Editor’s note: Since September 2015, Worcester Sun has chronicled the trials and triumphs of Sun contributor Giselle Rivera-Flores as she explores ways to help her daughter and other Worcester families find affordable educational support and assistance. We used to describe her as an aspiring business owner; now, she’s an inspiring one. During her journey to establish and grow her nonprofit tutoring collaborative she has, you could say, stepped beyond the walls of her dream.
Being a parent is the most undervalued job in America. It is sometimes mocked by those running the corporate world — if not by their words, then by their actions — and often is deemed as less-than by those who haven’t fallen in love with the idea of unconditional love.
Parenting, to me, could be seen as the human equivalent of entrepreneurship. Parents are chauffeurs, doctors, professional cuddlers, assistants, chefs — but most of all, parents are the building blocks of what the future will look like.
They say it takes a village to raise a child, and while that statement may be true, I think it just takes one special person to make a world of a difference.
While our world today is in a political uproar, we, as parents, must ensure that our children are raised to understand that political climates should never steer someone from doing the right thing. As parents, it is our job to make sure we raise children with an impeccable sense of empathy, an overwhelming allowance for free-thinking and a lack of fear to express their individualism.

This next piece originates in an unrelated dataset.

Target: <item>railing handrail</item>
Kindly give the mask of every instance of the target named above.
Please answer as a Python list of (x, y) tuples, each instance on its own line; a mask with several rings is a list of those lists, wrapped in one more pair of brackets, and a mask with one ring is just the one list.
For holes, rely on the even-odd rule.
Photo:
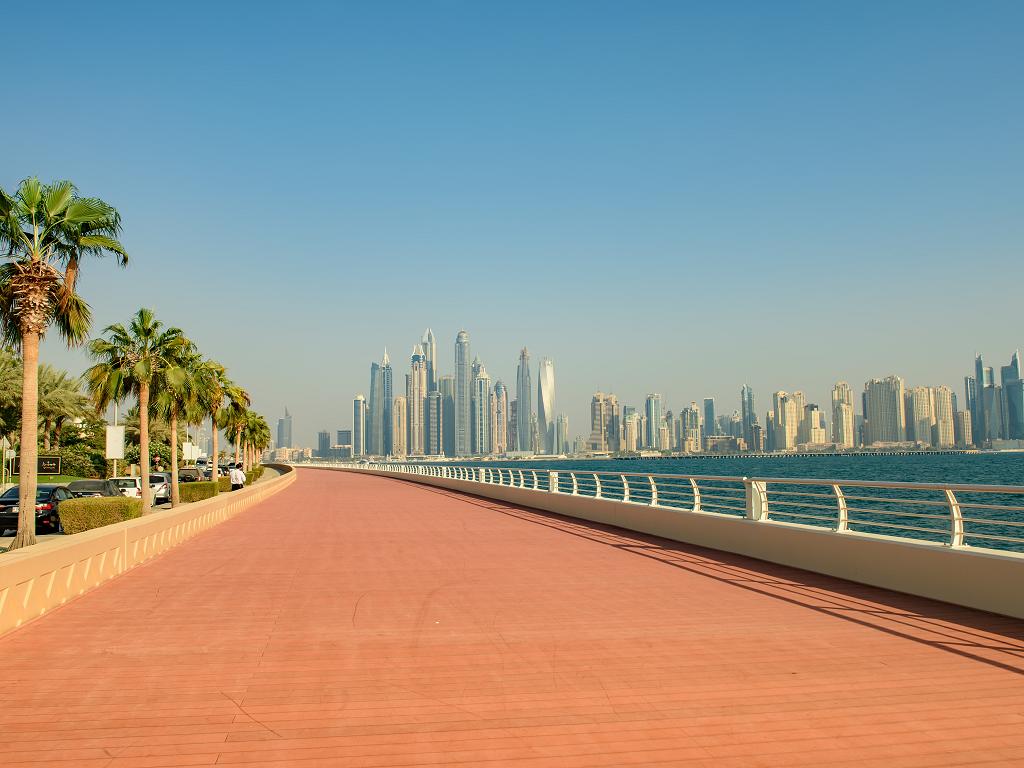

I dedicate this week’s column to the parents of the future. To single moms everywhere making the impossible happen. To single dads braiding the hairs of their little girls and playing dress-up. To the co-parenting parents, making it work for the sake of their children. And to the married couple, trying to keep a cheerful home while each working forty-plus hours a week.
This column is for you, but most importantly, this column is for my mom.
Read Giselle’s previous chapter, The road less traveled, or scroll down to explore more of her story.
They say it takes a village to raise a child, and while that statement may be true, I think it just takes one special person to make a world of a difference. For me, that person has always been my mom.
From my earliest memories, I can remember my mom always trying to make sure everything in my world was perfect. My mom grew up in the tumultuous 1960s and ’70s in New York City, where the streets were filled with drugs, gangs and prostitution.
New York then was a shithole, and my mother was the rose that grew from concrete.
Having me at the early age of 21 as a student at the New York City Police Academy, my mom cut short her dreams for the sake of mine. She stopped time dedicated to her own tomorrow so that she could devote herself to the bright future she envisioned for me, and for that, I say thank you.
Mothers are often faced with the biggest challenge of parenting: work vs. children. After decades of debate and progress, the topic still lingers as a top-priority women’s issue.
I am appreciative of the women who stopped their dreams to take care of their children, because from that a generation of innovative women was born. A generation of women that will stop at nothing to ensure that our sisters in the future will never have to decide between a career and raising a family.
My mom chose her family.
The ultimate sacrifice a woman can make is to lose herself in the hopes of saving someone else. While I can’t change the past, I can certainly change the future for my two daughters, Brooklyn and Evian, and repay my mom by succeeding as a game-changer — in motherhood as much as in business.
My mom made that sacrifice so that I might never have to. Every morning, when I wake up, I am grateful for the opportunities my mom laid before me. I am in awe over her selflessness and I refuse to take it for granted, so I work as hard as I can, and I do it to pay my mom back for all those years she put me first.
Raising a family is as tough as it gets — but raising a daughter as a single mother, to me, is the hardest thing anyone can try to do.
Mothers want their daughters to be a better version of themselves. We ask that our daughters grow up to change the world, and we hold the next generation accountable to the future fortunes of all women. While that may be a heavy burden to carry, it truly is the most important thing we can instill in our daughters.
Throughout my adolescence I often rolled my eyes at my mother, who I thought was nagging; who I thought was never impressed with my straight As; and who I thought was never happy with my accomplishments.
As I reflect on this Mother’s Day weekend, I realize she wasn’t impressed because after all her personal sacrifice, the least I could do was the right thing for myself.
The least I could do was study and receive good grades and honor rolls. The least I could do was volunteer as a teenager to help the less fortunate and the least I could do was be a better version of her. The least I could do is devote myself to being the badass woman she always was and knew I could be.
Mom, you made the ultimate life sacrifice so I didn’t have to, and for that, I say thank you.